The Water Integrity Network (WIN) commends UN Water for the recognition of the all too prevalent challenges of corruption and lack of integrity in the water and sanitation sector. According to WIN, casting a public light on corruption is a critical part of controlling this scourge.
The water sector is thought to be one of the most corrupt in the world, due to a combination of large infrastructure projects, a high degree of monopoly control, and a high level of discretion on the part of decision-makers.
Estimates of the financial impact of corruption in the water vary considerably, but, according to WIN’s Water Integrity Global Outlook of 2016, at 10%, corruption would be costing the sector anywhere between $80 – 170 billion per annum – in terms of the financial costs of corruption, not the indirect social and environmental costs such as reduced health and lost productivity, and the time costs of collecting water.
This is not a problem restricted to developing countries.

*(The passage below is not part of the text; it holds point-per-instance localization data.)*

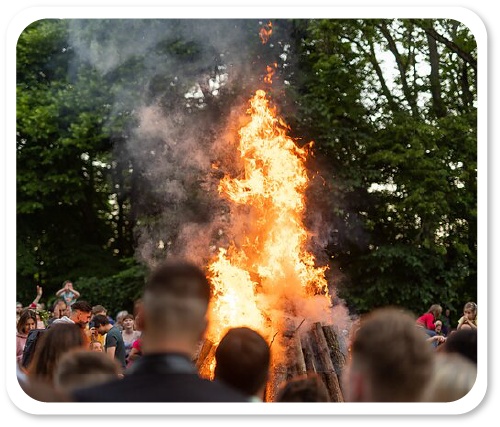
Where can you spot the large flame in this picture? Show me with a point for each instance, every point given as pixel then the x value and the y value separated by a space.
pixel 260 281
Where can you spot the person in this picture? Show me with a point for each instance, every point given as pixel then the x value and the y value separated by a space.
pixel 114 345
pixel 389 359
pixel 135 353
pixel 173 320
pixel 19 308
pixel 453 377
pixel 128 334
pixel 242 362
pixel 26 323
pixel 80 313
pixel 445 318
pixel 463 342
pixel 304 389
pixel 79 368
pixel 119 319
pixel 68 293
pixel 96 346
pixel 59 339
pixel 59 309
pixel 427 320
pixel 469 319
pixel 438 327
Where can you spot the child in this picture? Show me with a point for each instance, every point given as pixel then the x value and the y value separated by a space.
pixel 96 346
pixel 68 294
pixel 469 319
pixel 427 320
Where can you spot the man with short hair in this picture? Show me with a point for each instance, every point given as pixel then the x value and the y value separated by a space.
pixel 391 361
pixel 242 361
pixel 173 320
pixel 114 344
pixel 79 314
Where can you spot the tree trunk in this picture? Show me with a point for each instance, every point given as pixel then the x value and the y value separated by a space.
pixel 437 101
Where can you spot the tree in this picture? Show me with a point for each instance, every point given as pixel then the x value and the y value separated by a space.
pixel 401 157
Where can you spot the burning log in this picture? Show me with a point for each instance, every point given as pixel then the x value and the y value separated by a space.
pixel 307 353
pixel 300 363
pixel 334 347
pixel 328 371
pixel 203 353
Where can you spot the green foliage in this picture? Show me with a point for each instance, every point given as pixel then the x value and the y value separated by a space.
pixel 398 158
pixel 116 292
pixel 411 239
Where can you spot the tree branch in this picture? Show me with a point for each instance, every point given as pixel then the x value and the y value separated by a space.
pixel 467 57
pixel 402 69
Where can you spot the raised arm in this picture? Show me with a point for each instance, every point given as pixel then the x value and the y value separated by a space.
pixel 77 294
pixel 38 295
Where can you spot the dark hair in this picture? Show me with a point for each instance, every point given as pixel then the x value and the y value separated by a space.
pixel 100 320
pixel 304 389
pixel 82 306
pixel 463 342
pixel 25 315
pixel 397 372
pixel 59 338
pixel 98 309
pixel 180 279
pixel 243 358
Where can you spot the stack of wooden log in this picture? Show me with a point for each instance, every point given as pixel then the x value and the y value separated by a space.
pixel 316 349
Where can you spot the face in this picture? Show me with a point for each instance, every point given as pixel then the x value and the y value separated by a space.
pixel 102 330
pixel 82 318
pixel 96 347
pixel 469 313
pixel 128 323
pixel 30 324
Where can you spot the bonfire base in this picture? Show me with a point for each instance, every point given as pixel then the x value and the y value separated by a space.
pixel 317 350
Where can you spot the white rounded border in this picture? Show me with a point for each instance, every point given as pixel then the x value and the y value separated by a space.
pixel 31 14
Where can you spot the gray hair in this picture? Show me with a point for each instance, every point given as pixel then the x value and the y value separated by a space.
pixel 454 376
pixel 175 316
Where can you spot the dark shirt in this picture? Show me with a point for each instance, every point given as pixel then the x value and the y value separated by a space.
pixel 114 339
pixel 160 378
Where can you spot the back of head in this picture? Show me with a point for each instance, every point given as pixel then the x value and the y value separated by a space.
pixel 84 369
pixel 304 389
pixel 454 376
pixel 97 309
pixel 176 301
pixel 436 310
pixel 392 357
pixel 463 342
pixel 242 360
pixel 82 306
pixel 59 339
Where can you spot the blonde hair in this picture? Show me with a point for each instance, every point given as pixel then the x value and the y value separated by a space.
pixel 436 310
pixel 471 305
pixel 454 376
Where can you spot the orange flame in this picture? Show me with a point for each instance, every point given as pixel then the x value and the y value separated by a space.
pixel 265 32
pixel 270 72
pixel 257 282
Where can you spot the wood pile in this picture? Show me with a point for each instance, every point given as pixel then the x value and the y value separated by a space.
pixel 319 349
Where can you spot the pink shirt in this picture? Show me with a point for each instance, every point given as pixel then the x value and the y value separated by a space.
pixel 427 320
pixel 20 343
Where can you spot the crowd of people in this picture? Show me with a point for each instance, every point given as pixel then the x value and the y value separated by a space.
pixel 81 354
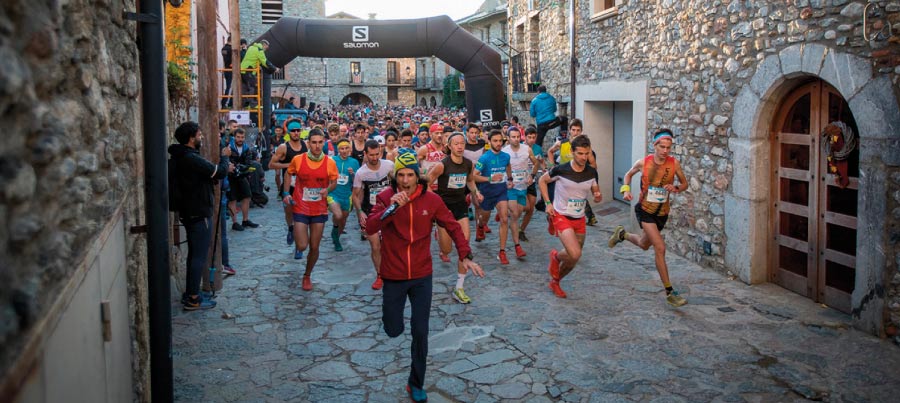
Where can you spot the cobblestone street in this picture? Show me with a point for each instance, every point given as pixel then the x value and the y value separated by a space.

A recent study on Identifying and Reducing Corruption in Public Procurement in the EU, conducted by PWC, found that 27% of projects analyzed involved kickbacks and 14% showed a conflict of interest type of corruption.
The study, which was not water sector specific, found that, on average, the estimated probability of corruption was higher in water and waste compared to other sectors and ranged from 25% to 35% of projects with a cost of between EUR 27 million and EUR 38 million.
The negative impacts of corruption hit the poor and the marginalized hardest – those without easy access to power or money for bribes. There is a gendered dimension too, as women are forced to use their bodies as payment for services. Corruption results in the daily violation of people’s human rights to water, sanitation, and a life of dignity.
WIN works with a range of partners to improve integrity in the water and sanitation sectors.